Gate fires only for public/scheduled (see map).
- Schedule (
video_schedule). Sets publish_at (ISO-8601) and forces the
video to private; YouTube auto-flips it public at that time. The video
must be private and never previously published — you can't schedule a video
that has been public. Convert the user's local time to an explicit offset
(e.g. 2026-06-26T09:00:00-04:00), never a bare wall-clock. Reschedule by
calling again with a new publish_at; cancel with video_cancel_schedule
(ungated — it only ever makes the video less public).
- Captions (
caption_insert / caption_update). Insert a new track with
caption_insert(video_id, file_path, language, name) — an .srt uploads
fine. To replace an existing track you need its id: call caption_list(video_id)
first, then caption_update(caption_id, file_path=...). Both are cost-gated
(400/450u) — cost_preview and an affirmative before every call.
Playlists, channel branding, and subscriptions follow the same
preview→confirm pattern; lean on the gate map above for which need it.
YouTube API gaps you'll hit
If the user asks for these, tell them up front — there is no endpoint, so don't
waste a turn searching or reaching for a write tool:
- Heart a comment — no API. Studio UI only.

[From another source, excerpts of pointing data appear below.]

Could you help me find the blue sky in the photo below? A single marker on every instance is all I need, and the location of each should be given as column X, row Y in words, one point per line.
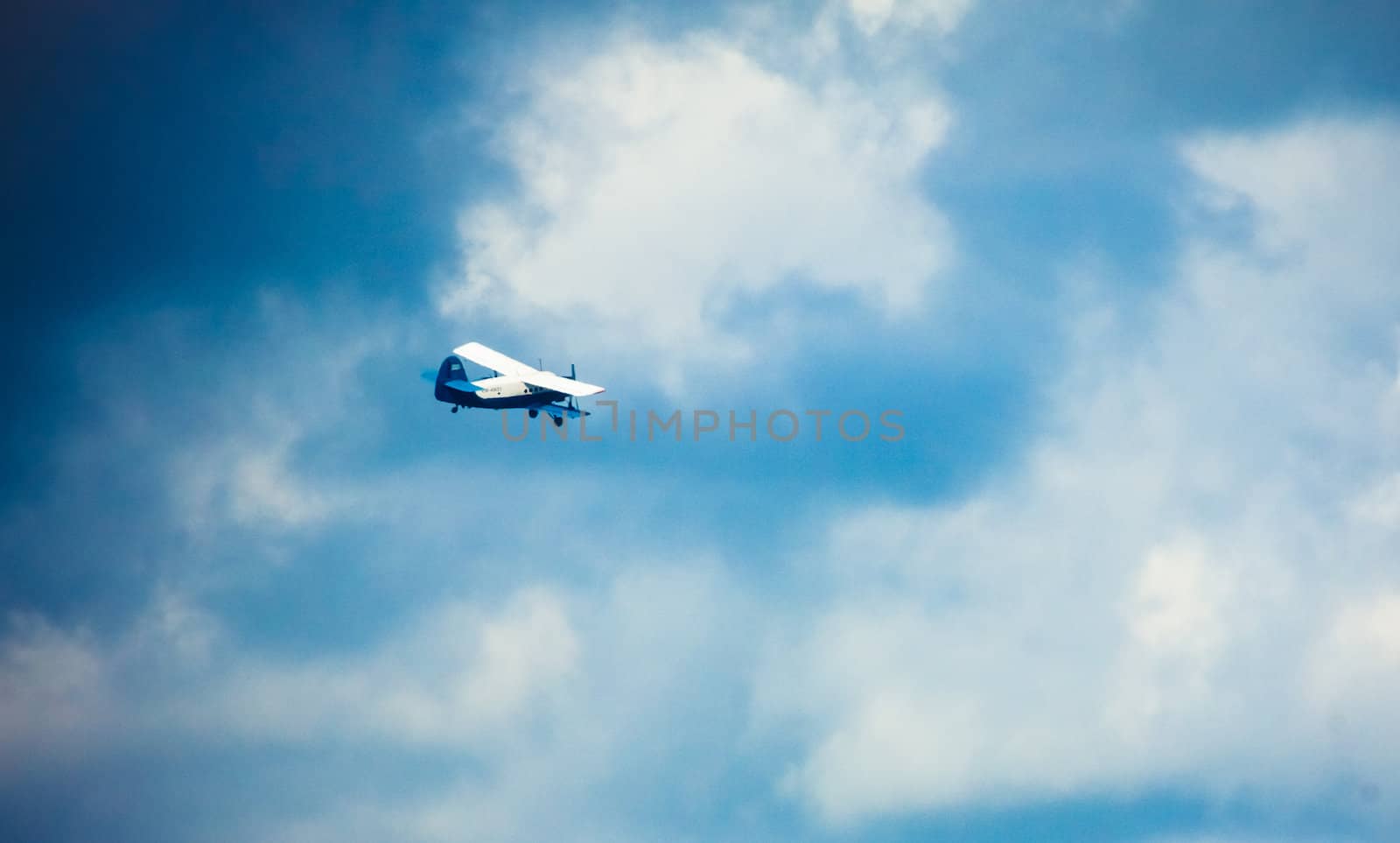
column 1124, row 269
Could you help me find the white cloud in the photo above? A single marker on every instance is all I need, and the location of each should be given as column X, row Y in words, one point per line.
column 1192, row 576
column 665, row 184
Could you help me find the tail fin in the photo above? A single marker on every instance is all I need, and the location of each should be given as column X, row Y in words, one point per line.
column 452, row 381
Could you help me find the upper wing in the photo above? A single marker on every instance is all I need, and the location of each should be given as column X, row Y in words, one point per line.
column 494, row 360
column 557, row 384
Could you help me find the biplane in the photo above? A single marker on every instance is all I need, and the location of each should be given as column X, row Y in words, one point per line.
column 511, row 385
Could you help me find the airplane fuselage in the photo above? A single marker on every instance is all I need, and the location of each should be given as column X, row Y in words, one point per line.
column 499, row 394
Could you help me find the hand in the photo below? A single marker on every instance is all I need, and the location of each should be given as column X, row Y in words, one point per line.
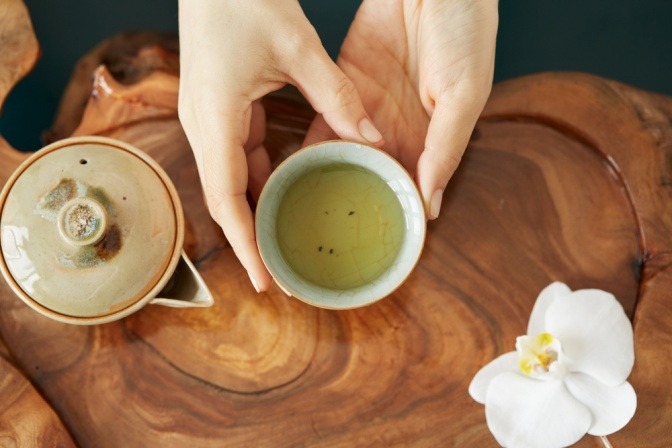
column 233, row 53
column 424, row 70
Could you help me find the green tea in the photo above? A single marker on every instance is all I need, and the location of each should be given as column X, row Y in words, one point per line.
column 340, row 226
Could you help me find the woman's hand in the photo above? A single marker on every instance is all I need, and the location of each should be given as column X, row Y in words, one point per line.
column 233, row 53
column 424, row 70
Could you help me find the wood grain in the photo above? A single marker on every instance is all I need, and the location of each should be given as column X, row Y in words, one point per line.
column 567, row 177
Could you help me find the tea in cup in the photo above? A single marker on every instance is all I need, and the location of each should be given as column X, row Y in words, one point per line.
column 340, row 225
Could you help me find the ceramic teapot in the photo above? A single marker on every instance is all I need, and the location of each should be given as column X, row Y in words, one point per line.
column 92, row 230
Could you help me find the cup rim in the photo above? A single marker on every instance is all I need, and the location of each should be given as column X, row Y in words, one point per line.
column 174, row 256
column 402, row 278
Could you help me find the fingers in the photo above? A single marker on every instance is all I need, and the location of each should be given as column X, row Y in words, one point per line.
column 333, row 95
column 449, row 130
column 319, row 131
column 259, row 166
column 218, row 142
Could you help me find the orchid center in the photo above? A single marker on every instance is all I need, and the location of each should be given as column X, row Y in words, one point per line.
column 540, row 356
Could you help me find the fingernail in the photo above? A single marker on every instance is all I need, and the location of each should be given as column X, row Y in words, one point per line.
column 435, row 204
column 369, row 131
column 283, row 289
column 254, row 282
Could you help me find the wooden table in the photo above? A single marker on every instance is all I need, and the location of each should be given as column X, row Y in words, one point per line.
column 567, row 177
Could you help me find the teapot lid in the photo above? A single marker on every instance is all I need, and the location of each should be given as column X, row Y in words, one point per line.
column 90, row 226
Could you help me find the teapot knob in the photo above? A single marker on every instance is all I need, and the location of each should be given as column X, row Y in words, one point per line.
column 82, row 221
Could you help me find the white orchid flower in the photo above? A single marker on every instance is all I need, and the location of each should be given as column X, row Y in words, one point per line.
column 567, row 376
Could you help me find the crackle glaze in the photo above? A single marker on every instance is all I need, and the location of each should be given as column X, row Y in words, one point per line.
column 92, row 229
column 379, row 259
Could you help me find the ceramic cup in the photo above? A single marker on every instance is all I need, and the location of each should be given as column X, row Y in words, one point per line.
column 351, row 204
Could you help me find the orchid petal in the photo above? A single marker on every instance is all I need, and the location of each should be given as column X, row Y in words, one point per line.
column 537, row 322
column 523, row 412
column 612, row 407
column 596, row 334
column 478, row 388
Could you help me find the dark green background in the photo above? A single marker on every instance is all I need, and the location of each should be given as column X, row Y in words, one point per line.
column 627, row 40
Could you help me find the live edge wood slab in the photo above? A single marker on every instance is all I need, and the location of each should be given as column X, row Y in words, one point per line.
column 567, row 177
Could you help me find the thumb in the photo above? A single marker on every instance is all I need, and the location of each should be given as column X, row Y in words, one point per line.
column 333, row 95
column 449, row 130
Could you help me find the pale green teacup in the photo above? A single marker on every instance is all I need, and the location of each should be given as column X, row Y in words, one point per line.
column 340, row 225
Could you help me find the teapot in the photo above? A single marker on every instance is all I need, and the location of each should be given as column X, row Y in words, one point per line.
column 91, row 230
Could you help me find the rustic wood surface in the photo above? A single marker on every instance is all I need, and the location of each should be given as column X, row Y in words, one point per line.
column 567, row 177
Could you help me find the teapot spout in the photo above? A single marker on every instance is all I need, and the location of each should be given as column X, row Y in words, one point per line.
column 185, row 289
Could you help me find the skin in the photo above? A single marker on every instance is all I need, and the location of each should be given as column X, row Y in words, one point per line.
column 423, row 70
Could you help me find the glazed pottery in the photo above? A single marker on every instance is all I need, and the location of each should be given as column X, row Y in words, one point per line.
column 92, row 230
column 326, row 158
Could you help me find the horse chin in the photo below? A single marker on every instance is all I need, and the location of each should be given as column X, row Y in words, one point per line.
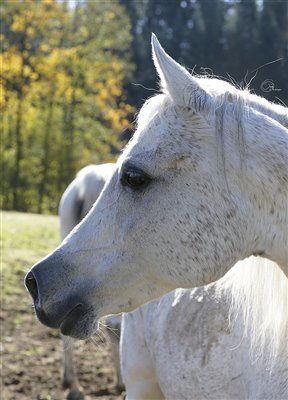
column 78, row 325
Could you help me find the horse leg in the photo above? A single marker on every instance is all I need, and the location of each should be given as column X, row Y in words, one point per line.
column 70, row 380
column 137, row 369
column 113, row 329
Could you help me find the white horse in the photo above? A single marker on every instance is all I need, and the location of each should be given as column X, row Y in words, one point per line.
column 182, row 346
column 75, row 203
column 202, row 185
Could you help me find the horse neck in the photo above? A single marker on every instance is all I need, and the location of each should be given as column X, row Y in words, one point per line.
column 265, row 145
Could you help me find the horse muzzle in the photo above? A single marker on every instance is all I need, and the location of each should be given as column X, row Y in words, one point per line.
column 55, row 304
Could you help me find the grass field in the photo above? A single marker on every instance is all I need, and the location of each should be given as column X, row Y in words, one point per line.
column 31, row 353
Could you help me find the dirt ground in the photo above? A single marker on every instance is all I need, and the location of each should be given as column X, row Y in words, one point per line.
column 32, row 359
column 31, row 354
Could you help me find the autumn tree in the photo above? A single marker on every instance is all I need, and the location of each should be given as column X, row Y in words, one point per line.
column 63, row 104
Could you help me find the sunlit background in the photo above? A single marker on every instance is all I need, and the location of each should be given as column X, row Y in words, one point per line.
column 73, row 75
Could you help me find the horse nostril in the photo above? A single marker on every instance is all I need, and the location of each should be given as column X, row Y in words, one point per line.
column 31, row 285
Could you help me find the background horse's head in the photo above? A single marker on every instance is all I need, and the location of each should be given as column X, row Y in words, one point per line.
column 196, row 190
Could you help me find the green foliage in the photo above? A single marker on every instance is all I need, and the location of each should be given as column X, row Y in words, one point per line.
column 235, row 37
column 62, row 96
column 67, row 72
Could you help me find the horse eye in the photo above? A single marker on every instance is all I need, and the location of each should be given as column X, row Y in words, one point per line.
column 134, row 178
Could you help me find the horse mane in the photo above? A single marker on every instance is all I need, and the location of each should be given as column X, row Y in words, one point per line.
column 257, row 286
column 258, row 291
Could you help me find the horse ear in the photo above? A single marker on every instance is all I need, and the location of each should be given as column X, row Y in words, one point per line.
column 176, row 80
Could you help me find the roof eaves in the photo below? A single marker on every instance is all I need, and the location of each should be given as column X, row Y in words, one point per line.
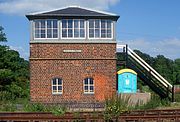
column 98, row 11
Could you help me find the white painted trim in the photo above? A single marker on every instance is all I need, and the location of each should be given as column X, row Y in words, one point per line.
column 88, row 92
column 100, row 30
column 34, row 38
column 54, row 93
column 98, row 11
column 73, row 30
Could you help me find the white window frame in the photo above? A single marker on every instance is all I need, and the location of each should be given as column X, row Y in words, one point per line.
column 46, row 29
column 73, row 29
column 100, row 30
column 56, row 85
column 88, row 85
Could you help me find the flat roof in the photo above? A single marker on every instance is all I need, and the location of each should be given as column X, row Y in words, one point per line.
column 72, row 12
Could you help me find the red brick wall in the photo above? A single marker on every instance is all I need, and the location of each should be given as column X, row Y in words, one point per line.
column 48, row 61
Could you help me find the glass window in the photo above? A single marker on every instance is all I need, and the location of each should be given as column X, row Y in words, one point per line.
column 73, row 28
column 89, row 86
column 46, row 29
column 57, row 86
column 100, row 28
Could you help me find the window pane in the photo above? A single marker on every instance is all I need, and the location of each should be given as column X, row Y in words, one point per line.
column 76, row 23
column 97, row 33
column 43, row 23
column 85, row 87
column 43, row 35
column 64, row 23
column 81, row 23
column 91, row 23
column 59, row 82
column 55, row 24
column 76, row 32
column 91, row 32
column 103, row 24
column 54, row 81
column 70, row 22
column 97, row 24
column 91, row 81
column 82, row 33
column 103, row 35
column 70, row 34
column 64, row 32
column 54, row 88
column 55, row 33
column 86, row 81
column 109, row 35
column 37, row 24
column 49, row 33
column 60, row 88
column 108, row 24
column 91, row 88
column 49, row 25
column 108, row 31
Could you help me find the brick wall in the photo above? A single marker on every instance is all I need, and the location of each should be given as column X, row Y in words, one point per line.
column 95, row 60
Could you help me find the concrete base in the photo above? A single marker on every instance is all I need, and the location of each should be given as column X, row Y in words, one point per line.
column 137, row 98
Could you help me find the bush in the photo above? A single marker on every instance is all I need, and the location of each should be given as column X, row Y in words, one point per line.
column 116, row 105
column 35, row 107
column 154, row 102
column 58, row 110
column 5, row 96
column 8, row 106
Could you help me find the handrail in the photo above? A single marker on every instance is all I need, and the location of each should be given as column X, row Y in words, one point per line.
column 151, row 69
column 146, row 66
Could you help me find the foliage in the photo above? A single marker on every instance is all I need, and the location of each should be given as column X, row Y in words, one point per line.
column 2, row 35
column 116, row 105
column 8, row 106
column 58, row 110
column 153, row 103
column 14, row 74
column 35, row 107
column 177, row 97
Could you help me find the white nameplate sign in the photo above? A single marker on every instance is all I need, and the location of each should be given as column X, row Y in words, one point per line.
column 72, row 51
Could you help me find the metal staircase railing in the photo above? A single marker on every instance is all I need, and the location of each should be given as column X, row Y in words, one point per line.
column 130, row 53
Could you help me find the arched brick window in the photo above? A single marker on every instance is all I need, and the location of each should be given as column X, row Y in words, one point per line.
column 57, row 86
column 88, row 86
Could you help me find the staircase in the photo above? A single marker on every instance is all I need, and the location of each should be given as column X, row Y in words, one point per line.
column 145, row 72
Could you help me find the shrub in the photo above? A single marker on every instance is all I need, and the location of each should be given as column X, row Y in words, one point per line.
column 35, row 107
column 116, row 105
column 58, row 110
column 5, row 96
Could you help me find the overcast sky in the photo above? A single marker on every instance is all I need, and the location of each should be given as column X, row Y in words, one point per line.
column 152, row 26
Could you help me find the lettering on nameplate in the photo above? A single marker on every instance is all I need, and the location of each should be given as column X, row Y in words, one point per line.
column 72, row 51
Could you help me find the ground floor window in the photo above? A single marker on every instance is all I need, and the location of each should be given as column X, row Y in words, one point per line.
column 57, row 86
column 89, row 86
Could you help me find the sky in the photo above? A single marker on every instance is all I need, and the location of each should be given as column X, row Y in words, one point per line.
column 151, row 26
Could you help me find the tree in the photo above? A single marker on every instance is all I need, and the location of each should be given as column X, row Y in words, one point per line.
column 2, row 35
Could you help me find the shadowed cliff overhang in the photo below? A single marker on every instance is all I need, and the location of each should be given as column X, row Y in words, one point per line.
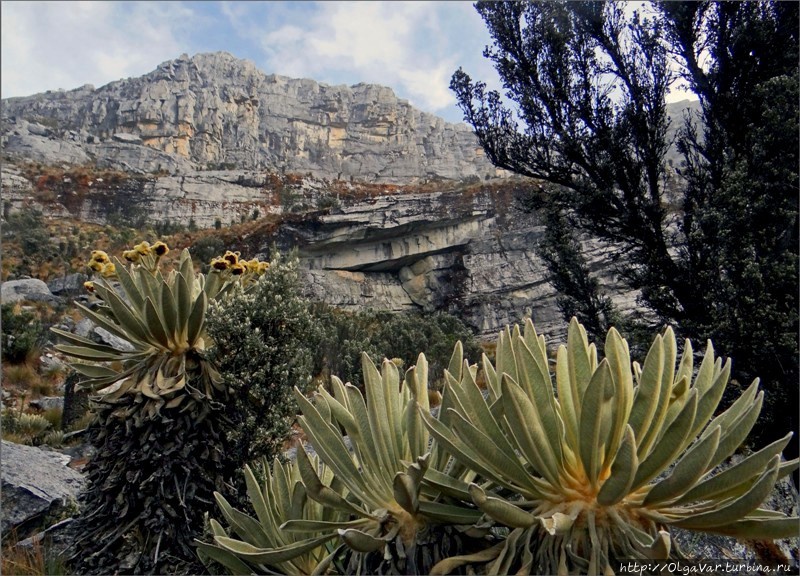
column 389, row 250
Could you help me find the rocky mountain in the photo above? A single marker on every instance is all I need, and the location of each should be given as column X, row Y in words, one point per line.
column 211, row 140
column 216, row 111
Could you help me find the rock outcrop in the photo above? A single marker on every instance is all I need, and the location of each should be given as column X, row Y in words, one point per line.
column 470, row 252
column 37, row 487
column 30, row 289
column 460, row 248
column 213, row 110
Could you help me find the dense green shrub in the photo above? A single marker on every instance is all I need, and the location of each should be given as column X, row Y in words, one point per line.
column 262, row 351
column 22, row 334
column 382, row 334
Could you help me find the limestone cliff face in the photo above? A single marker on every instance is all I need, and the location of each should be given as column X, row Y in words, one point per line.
column 465, row 249
column 213, row 110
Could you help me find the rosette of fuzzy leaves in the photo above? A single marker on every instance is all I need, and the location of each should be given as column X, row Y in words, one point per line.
column 598, row 465
column 161, row 318
column 401, row 525
column 159, row 432
column 263, row 544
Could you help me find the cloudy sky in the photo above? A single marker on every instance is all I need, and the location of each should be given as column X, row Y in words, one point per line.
column 413, row 47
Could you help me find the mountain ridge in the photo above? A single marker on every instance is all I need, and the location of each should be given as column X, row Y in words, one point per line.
column 215, row 110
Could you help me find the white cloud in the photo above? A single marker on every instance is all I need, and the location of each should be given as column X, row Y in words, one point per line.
column 48, row 45
column 398, row 44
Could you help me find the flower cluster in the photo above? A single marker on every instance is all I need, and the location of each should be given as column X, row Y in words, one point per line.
column 145, row 254
column 231, row 263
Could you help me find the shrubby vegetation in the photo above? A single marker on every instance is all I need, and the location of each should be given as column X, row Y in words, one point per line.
column 343, row 336
column 262, row 351
column 585, row 117
column 23, row 334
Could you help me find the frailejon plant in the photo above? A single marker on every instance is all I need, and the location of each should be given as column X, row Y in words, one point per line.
column 393, row 523
column 158, row 433
column 263, row 545
column 598, row 466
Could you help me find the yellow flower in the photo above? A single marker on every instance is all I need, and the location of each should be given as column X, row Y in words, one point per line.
column 131, row 255
column 108, row 270
column 219, row 264
column 232, row 257
column 100, row 256
column 160, row 248
column 252, row 265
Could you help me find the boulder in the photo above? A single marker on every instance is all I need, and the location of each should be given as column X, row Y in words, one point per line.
column 30, row 289
column 37, row 487
column 69, row 284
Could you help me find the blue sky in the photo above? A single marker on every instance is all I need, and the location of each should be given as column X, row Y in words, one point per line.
column 413, row 47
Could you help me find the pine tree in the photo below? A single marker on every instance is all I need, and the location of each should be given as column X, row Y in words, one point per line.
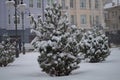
column 7, row 52
column 57, row 42
column 94, row 46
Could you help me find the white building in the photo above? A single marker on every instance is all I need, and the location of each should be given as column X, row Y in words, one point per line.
column 7, row 18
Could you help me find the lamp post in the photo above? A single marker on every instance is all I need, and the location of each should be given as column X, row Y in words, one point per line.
column 22, row 8
column 9, row 4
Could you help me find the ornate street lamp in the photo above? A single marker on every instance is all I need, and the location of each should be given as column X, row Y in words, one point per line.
column 11, row 3
column 22, row 8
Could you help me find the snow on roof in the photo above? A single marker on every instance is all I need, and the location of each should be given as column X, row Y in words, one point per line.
column 112, row 4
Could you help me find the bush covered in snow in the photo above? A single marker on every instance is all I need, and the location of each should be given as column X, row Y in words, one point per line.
column 57, row 42
column 7, row 52
column 94, row 46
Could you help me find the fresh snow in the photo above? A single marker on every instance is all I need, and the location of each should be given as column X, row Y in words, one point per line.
column 26, row 67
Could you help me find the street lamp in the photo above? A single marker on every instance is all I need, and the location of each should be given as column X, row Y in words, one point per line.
column 10, row 3
column 22, row 8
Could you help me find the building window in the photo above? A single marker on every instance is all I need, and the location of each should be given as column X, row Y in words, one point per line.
column 97, row 4
column 30, row 3
column 83, row 19
column 38, row 3
column 71, row 3
column 63, row 4
column 17, row 21
column 82, row 3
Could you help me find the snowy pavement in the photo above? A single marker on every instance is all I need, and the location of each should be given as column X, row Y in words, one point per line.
column 26, row 68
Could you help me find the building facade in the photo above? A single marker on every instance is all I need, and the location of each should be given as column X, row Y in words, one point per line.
column 112, row 20
column 7, row 18
column 84, row 13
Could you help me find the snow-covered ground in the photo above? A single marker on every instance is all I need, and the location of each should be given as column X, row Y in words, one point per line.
column 27, row 68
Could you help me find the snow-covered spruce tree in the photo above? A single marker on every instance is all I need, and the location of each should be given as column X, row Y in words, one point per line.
column 7, row 52
column 94, row 46
column 57, row 42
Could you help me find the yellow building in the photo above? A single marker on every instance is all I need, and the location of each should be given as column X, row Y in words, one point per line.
column 84, row 13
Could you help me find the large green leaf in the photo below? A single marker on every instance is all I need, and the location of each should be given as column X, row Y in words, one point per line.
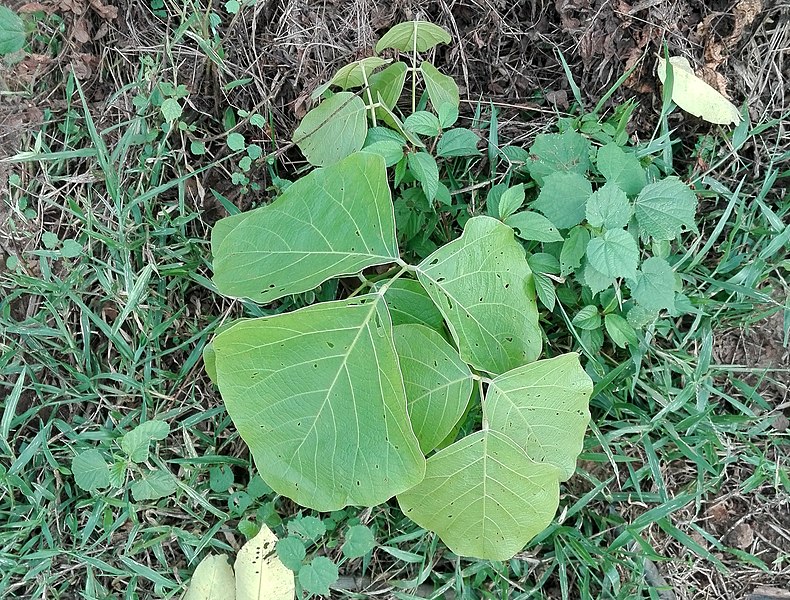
column 318, row 397
column 333, row 130
column 387, row 85
column 543, row 407
column 438, row 383
column 334, row 221
column 484, row 496
column 410, row 303
column 482, row 284
column 413, row 35
column 441, row 88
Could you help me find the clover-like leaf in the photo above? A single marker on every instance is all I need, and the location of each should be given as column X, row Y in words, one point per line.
column 543, row 407
column 484, row 496
column 483, row 286
column 137, row 441
column 334, row 221
column 90, row 470
column 438, row 383
column 333, row 130
column 318, row 396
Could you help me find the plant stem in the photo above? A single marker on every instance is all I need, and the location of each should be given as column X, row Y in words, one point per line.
column 414, row 72
column 403, row 269
column 371, row 105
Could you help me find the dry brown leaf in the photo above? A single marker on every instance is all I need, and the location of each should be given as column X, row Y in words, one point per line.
column 80, row 31
column 32, row 7
column 745, row 12
column 77, row 7
column 105, row 11
column 741, row 536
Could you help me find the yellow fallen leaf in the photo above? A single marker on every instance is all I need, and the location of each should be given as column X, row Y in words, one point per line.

- Pin a comment — no API. Studio UI only.
- A/B "Test & Compare" titles/thumbnails — no API. Studio UI only.
- Schedule a livestream (
liveBroadcasts) — no API. Studio UI only.
- Comment settings (allow/hold/disable), end screens, info cards,
age restriction, monetization, multi-language audio dubs — all
Studio-only (only text localizations are writable, via
video_set_localizations).
(Uploads, scheduling, and captions are NOT gaps anymore — see the write surface
and operating notes above.)
Three canonical workflows
The MCP exposes them as resources (the host can surface them as slash
commands; you should also follow them when the user asks open-ended growth
questions):
workflow://recommendation-loop — "what should I do next on the channel"
workflow://comment-triage — "moderate my queue / clean up comments"
workflow://weekly-review — "how did last week go"
When the user asks an open-ended question that fits one of these, read the
resource first and follow its call order. They're written terse and concrete
so the model doesn't have to invent the right sequence.
Anti-patterns
- Calling 12 narrow analytics tools when one parameterised
analytics_query
would do. The tools we exposed are recipes for common shapes; the escape
hatch exists for the rest. Don't write a third path.
- Asking the user for clarification when the answer is "look at the resource
for this workflow". Read the resource, then ask only what's still ambiguous.
- Reading
transcript.json style — i.e. dumping the full videos.list response
for 200 videos into your context. Filter first; only surface what's relevant
to the user's question.
- Treating "moderate my last 200 held comments" as something to do silently.
It's $10k units in one shot. Always present, always wait, always batch.